# Golden pup?



## robinsegg26 (Nov 14, 2006)

do you guys think this little girl is a golden? Shes in a shelter in SC and a friend of mine sent me the picture and story... I sent it to our rescue to see what she says was just curious what you guys thought..










An elderly gentleman brought her to the shelter.. she had been thrown out of a car passing by and she has a couple broken toes and will go back to vet on friday for a follow up...


----------



## mylissyk (Feb 25, 2007)

She's a cutie, but I think her ears aren't totally Golden. Maybe collie or husky, her eyes have a little something husky about them. I bet she gets adopted quickly, cute puppies like her usually do.


----------



## jeffreyzone (Feb 8, 2006)

Looks like a retriever mix to me. What a cutie! I'll bet she is a smart one!


----------



## greg bell (May 24, 2005)

I agree..the ears just don't look right for a golden pup..but she is a sweetheart..


----------



## Charlie06 (Feb 10, 2007)

When I first saw the pic it reminded me of a husky in the face. Very cute....I'm sure it won't be long before someone takes her...


----------



## robinsegg26 (Nov 14, 2006)

thanks guys... wasnt sure about her ears either. and her face in general... and you are right shes really cute!!! and will be adopted really quick.. you should have seen all of the dogs on the email she came with... breaks your heart..

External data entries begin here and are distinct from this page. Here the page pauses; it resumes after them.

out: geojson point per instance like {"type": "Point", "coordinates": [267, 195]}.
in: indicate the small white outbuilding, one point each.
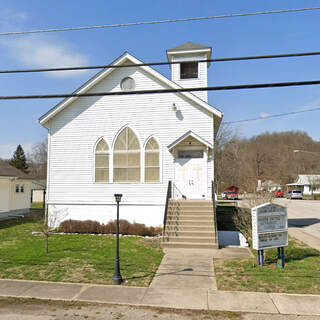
{"type": "Point", "coordinates": [15, 190]}
{"type": "Point", "coordinates": [308, 183]}
{"type": "Point", "coordinates": [133, 144]}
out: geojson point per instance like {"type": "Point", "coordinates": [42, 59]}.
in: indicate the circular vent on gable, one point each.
{"type": "Point", "coordinates": [127, 84]}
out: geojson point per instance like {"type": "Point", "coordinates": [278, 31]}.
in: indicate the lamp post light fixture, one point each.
{"type": "Point", "coordinates": [117, 279]}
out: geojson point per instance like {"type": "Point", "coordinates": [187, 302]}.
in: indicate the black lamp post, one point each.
{"type": "Point", "coordinates": [117, 279]}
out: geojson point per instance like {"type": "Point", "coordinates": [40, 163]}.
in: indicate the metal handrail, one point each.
{"type": "Point", "coordinates": [175, 188]}
{"type": "Point", "coordinates": [169, 196]}
{"type": "Point", "coordinates": [214, 211]}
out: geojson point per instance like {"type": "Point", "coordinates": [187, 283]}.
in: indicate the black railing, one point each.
{"type": "Point", "coordinates": [214, 211]}
{"type": "Point", "coordinates": [169, 196]}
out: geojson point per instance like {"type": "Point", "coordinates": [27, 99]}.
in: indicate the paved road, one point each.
{"type": "Point", "coordinates": [42, 310]}
{"type": "Point", "coordinates": [304, 220]}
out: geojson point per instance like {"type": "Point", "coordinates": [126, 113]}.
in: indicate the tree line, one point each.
{"type": "Point", "coordinates": [268, 156]}
{"type": "Point", "coordinates": [34, 163]}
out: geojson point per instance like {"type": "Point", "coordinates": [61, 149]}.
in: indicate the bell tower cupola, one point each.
{"type": "Point", "coordinates": [189, 72]}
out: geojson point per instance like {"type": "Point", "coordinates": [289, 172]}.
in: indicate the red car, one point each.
{"type": "Point", "coordinates": [278, 194]}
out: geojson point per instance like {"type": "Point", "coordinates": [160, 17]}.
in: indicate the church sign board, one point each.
{"type": "Point", "coordinates": [269, 226]}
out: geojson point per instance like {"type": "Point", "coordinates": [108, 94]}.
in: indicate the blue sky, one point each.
{"type": "Point", "coordinates": [243, 36]}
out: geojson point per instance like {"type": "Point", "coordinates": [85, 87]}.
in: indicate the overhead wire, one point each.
{"type": "Point", "coordinates": [139, 23]}
{"type": "Point", "coordinates": [272, 116]}
{"type": "Point", "coordinates": [173, 90]}
{"type": "Point", "coordinates": [110, 66]}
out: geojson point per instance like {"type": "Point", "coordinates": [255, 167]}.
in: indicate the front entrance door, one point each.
{"type": "Point", "coordinates": [190, 175]}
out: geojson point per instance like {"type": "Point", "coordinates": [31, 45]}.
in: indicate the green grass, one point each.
{"type": "Point", "coordinates": [36, 205]}
{"type": "Point", "coordinates": [300, 275]}
{"type": "Point", "coordinates": [73, 258]}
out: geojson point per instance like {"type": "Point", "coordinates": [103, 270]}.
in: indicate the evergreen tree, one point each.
{"type": "Point", "coordinates": [19, 160]}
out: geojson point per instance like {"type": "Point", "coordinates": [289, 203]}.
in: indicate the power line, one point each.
{"type": "Point", "coordinates": [273, 116]}
{"type": "Point", "coordinates": [131, 24]}
{"type": "Point", "coordinates": [108, 66]}
{"type": "Point", "coordinates": [122, 93]}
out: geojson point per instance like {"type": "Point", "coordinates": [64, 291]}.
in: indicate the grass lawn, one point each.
{"type": "Point", "coordinates": [73, 258]}
{"type": "Point", "coordinates": [36, 205]}
{"type": "Point", "coordinates": [300, 275]}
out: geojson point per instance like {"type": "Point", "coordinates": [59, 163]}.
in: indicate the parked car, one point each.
{"type": "Point", "coordinates": [232, 195]}
{"type": "Point", "coordinates": [223, 195]}
{"type": "Point", "coordinates": [295, 194]}
{"type": "Point", "coordinates": [278, 194]}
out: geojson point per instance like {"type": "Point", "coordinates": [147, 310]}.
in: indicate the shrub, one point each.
{"type": "Point", "coordinates": [125, 227]}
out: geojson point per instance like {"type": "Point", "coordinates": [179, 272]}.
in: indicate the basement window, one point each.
{"type": "Point", "coordinates": [188, 70]}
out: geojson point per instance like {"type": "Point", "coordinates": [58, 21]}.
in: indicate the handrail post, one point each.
{"type": "Point", "coordinates": [214, 212]}
{"type": "Point", "coordinates": [169, 196]}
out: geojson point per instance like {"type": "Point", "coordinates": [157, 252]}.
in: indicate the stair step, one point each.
{"type": "Point", "coordinates": [189, 245]}
{"type": "Point", "coordinates": [190, 208]}
{"type": "Point", "coordinates": [189, 239]}
{"type": "Point", "coordinates": [190, 213]}
{"type": "Point", "coordinates": [188, 228]}
{"type": "Point", "coordinates": [189, 217]}
{"type": "Point", "coordinates": [192, 203]}
{"type": "Point", "coordinates": [199, 234]}
{"type": "Point", "coordinates": [190, 222]}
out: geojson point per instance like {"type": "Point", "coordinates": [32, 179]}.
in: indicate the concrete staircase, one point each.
{"type": "Point", "coordinates": [190, 224]}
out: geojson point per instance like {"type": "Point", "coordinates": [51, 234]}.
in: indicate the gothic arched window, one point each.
{"type": "Point", "coordinates": [152, 161]}
{"type": "Point", "coordinates": [102, 162]}
{"type": "Point", "coordinates": [126, 157]}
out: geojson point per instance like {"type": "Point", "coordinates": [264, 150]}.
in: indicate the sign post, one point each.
{"type": "Point", "coordinates": [269, 230]}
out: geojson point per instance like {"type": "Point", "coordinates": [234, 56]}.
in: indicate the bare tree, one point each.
{"type": "Point", "coordinates": [314, 182]}
{"type": "Point", "coordinates": [38, 160]}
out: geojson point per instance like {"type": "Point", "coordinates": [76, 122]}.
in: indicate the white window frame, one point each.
{"type": "Point", "coordinates": [94, 160]}
{"type": "Point", "coordinates": [160, 160]}
{"type": "Point", "coordinates": [126, 151]}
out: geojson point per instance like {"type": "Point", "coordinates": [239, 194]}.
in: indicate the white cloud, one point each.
{"type": "Point", "coordinates": [7, 150]}
{"type": "Point", "coordinates": [45, 52]}
{"type": "Point", "coordinates": [264, 115]}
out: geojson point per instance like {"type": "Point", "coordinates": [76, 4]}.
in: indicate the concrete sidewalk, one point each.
{"type": "Point", "coordinates": [186, 268]}
{"type": "Point", "coordinates": [184, 298]}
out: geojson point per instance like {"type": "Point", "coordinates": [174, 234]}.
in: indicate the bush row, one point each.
{"type": "Point", "coordinates": [125, 227]}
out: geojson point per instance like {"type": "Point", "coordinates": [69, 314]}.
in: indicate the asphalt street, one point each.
{"type": "Point", "coordinates": [303, 215]}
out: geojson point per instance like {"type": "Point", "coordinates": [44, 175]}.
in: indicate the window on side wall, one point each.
{"type": "Point", "coordinates": [126, 157]}
{"type": "Point", "coordinates": [188, 70]}
{"type": "Point", "coordinates": [102, 162]}
{"type": "Point", "coordinates": [152, 161]}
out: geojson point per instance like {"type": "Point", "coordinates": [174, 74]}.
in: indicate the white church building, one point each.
{"type": "Point", "coordinates": [133, 144]}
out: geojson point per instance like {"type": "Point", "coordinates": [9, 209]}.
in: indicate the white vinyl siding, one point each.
{"type": "Point", "coordinates": [75, 130]}
{"type": "Point", "coordinates": [152, 161]}
{"type": "Point", "coordinates": [102, 162]}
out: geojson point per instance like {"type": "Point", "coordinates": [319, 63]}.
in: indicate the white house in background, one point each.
{"type": "Point", "coordinates": [38, 191]}
{"type": "Point", "coordinates": [15, 190]}
{"type": "Point", "coordinates": [132, 144]}
{"type": "Point", "coordinates": [268, 186]}
{"type": "Point", "coordinates": [306, 183]}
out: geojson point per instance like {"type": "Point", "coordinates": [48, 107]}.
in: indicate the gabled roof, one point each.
{"type": "Point", "coordinates": [188, 46]}
{"type": "Point", "coordinates": [123, 59]}
{"type": "Point", "coordinates": [6, 170]}
{"type": "Point", "coordinates": [185, 136]}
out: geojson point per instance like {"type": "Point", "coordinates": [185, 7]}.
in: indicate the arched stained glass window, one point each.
{"type": "Point", "coordinates": [152, 161]}
{"type": "Point", "coordinates": [102, 162]}
{"type": "Point", "coordinates": [126, 157]}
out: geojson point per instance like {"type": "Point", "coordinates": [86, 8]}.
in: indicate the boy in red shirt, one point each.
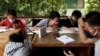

Paws to the Rescue here in SC is actually taking donations from people and paying for HW test for the dogs in the shelters before they try and find rescues to take them. Its a great organization. And it helps place them faster if you can tell the rescue they are HW positive...


----------



## Boofy Bonbon (Feb 25, 2007)

She looks very much like a Collie X Golden puppy I saw on a walk, but I agree the eyes look like one of a husky, probably isn't though. 

I'm sure she will get adopted quickly.


----------



## GoldenShamus (Feb 26, 2007)

Looks like a golden mix to me, but looks like a lot of golden!


----------



## gold'nchocolate (May 31, 2005)

My first thought was Golden/Collie mix. What I can't understand, though  , is how anyone can throw a puppy out of a car window!!!!!!!:no:


----------



## DanielleH (Nov 4, 2006)

gold'nchocolate said:


> My first thought was Golden/Collie mix. What I can't understand, though  , is how anyone can throw a puppy out of a car window!!!!!!!:no:


Thats what I was thinking too, a golden/collie mix.

Poor pup, how could someone be so cruel to something so precious!! People can definitly be stupid, hateful, and cruel. 
I am glad she will be okay though.. poor pup..


----------



## Goldndust (Jul 30, 2005)

She looks like a mix to me too, but she sure is a cute little fur ball. Some people are very cruel, and that is very sad that someone could have even done that.


----------



## Karen519 (Aug 21, 2006)

*Adorable..*

That puppy is absolutely adorable. She looks a LOT like a Golden to me-could be a Golden Ret./ Collie Mix-what does it matter if she's not purebred.

Golden Ret. and Collie are two WONDERFUL breeds. Hope someone adopts her-can't believe anyone could be so cruel to throw a dog out of a window!!


----------